La cérémonie a débuté par les hymnes nationaux, joués par une école
de musique de l'Amapá. D'abord le brésilien, longuement et
patriotiquement chanté ; puis le français, dans une version
beaucoup plus courte et aux paroles à peine prononcées dans
certaines bouches. Le traditionnel coupé de ruban a suivi. Sous le
même petit chapiteau encerclé par la foule qui, en plus de se
bousculer pour les images, s'est bousculée pour un morceau de
ruban. Tout le monde réclamait son souvenir. Main dans la main,
tous les officiels ont ensuite avancé jusqu'au côté français,
sourire aux lèvres, avant d'attaquer la (très longue) séance de
discours.
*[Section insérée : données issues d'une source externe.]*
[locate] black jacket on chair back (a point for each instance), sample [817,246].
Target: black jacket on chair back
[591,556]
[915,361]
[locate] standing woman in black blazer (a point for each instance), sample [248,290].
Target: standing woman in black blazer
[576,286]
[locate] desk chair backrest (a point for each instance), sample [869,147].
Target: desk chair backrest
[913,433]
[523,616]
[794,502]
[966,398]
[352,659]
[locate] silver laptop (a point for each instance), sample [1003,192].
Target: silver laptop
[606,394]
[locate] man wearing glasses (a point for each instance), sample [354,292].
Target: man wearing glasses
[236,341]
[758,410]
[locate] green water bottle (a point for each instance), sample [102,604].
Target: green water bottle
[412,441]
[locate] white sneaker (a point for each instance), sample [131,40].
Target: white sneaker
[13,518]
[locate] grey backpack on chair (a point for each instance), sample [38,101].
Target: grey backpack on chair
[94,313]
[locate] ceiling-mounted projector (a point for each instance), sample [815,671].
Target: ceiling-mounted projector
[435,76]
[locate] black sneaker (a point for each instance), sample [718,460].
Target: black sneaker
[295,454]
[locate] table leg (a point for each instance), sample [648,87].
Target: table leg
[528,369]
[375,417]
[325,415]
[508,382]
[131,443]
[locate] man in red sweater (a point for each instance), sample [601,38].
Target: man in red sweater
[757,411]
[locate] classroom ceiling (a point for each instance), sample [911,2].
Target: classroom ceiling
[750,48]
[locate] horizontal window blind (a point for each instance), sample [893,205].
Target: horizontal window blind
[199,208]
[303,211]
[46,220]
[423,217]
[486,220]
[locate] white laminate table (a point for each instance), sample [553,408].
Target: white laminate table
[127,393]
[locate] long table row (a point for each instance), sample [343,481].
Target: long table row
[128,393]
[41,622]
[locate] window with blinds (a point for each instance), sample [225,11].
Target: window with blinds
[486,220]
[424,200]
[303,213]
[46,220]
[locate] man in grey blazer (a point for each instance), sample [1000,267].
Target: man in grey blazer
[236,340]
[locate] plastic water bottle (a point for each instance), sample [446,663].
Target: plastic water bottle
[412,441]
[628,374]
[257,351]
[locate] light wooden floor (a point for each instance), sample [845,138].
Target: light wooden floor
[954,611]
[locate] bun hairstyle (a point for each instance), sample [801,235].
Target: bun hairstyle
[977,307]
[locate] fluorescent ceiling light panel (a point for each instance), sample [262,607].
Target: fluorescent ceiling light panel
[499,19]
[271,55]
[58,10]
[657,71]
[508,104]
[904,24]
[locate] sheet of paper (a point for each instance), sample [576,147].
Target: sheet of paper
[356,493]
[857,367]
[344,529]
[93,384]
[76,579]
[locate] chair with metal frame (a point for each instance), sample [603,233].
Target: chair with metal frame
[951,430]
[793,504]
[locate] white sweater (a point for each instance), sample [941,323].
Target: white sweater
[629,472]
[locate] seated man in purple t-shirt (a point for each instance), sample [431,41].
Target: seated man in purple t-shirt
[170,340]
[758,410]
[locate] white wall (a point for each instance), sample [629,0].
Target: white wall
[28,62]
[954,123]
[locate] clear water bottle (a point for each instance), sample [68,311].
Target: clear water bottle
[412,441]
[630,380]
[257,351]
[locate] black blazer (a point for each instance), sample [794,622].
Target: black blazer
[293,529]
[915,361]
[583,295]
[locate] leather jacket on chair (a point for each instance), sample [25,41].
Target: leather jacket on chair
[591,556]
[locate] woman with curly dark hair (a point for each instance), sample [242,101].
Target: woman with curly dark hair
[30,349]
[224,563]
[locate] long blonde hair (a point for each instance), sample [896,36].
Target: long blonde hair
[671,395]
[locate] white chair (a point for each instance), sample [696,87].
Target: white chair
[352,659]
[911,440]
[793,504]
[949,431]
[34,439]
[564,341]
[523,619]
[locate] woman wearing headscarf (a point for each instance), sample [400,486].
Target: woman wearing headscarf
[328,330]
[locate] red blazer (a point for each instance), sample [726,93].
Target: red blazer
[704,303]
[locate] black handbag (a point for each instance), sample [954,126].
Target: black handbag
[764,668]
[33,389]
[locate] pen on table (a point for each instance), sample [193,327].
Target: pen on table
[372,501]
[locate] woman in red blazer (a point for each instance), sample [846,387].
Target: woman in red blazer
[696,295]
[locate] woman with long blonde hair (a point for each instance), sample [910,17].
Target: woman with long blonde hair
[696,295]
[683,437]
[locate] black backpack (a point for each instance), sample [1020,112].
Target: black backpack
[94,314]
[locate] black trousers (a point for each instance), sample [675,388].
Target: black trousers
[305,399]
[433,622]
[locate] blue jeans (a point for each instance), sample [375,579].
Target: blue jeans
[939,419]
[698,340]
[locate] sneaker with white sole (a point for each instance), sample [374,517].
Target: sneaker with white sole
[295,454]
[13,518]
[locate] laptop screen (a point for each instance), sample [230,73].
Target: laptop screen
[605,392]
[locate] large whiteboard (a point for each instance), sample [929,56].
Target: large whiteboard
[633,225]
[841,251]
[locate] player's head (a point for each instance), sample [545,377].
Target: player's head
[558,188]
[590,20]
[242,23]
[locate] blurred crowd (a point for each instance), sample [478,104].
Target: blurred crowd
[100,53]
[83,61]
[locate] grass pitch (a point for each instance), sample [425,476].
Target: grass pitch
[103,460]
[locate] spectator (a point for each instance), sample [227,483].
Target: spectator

Avec une traduction partielle et compliquée, chaque élu a
insisté à tour de rôle sur l'amitié franco-brésilienne et le
caractère historique de la journée. Certains se sont prêtés au jeu
du bilinguisme, glissant leur petite réplique en portugais ou
français.
« LE DÉVELOPPEMENT DE LA GUYANE SE FERA À
L'EST »
Antônio Waldez Góes da Silva, gouverneur de
l'Amapá, a voulu rassurer la France sur l'avancée des
infrastructures brésiliennes : « Il ne manquera pas de recours pour
conclure notre poste de douane. Nous nous attaquons aussi à la BR
156 (lire ci-contre). » Il a notamment indiqué que la
prochaine commission mixte transfrontalière, débattra du nom du
pont.
Se disant « muito feliz de estar a
qui (très heureux d'être ici, ndlr) » , le président de la CTG
a souhaité que ce pont développe la fraternité, l'amitié, les
échanges culturels et économiques. « Le développement de la Guyane
se fera non pas à Cayenne mais à l'Ouest et à l'Est » , a complété
Georges Elfort, invitant...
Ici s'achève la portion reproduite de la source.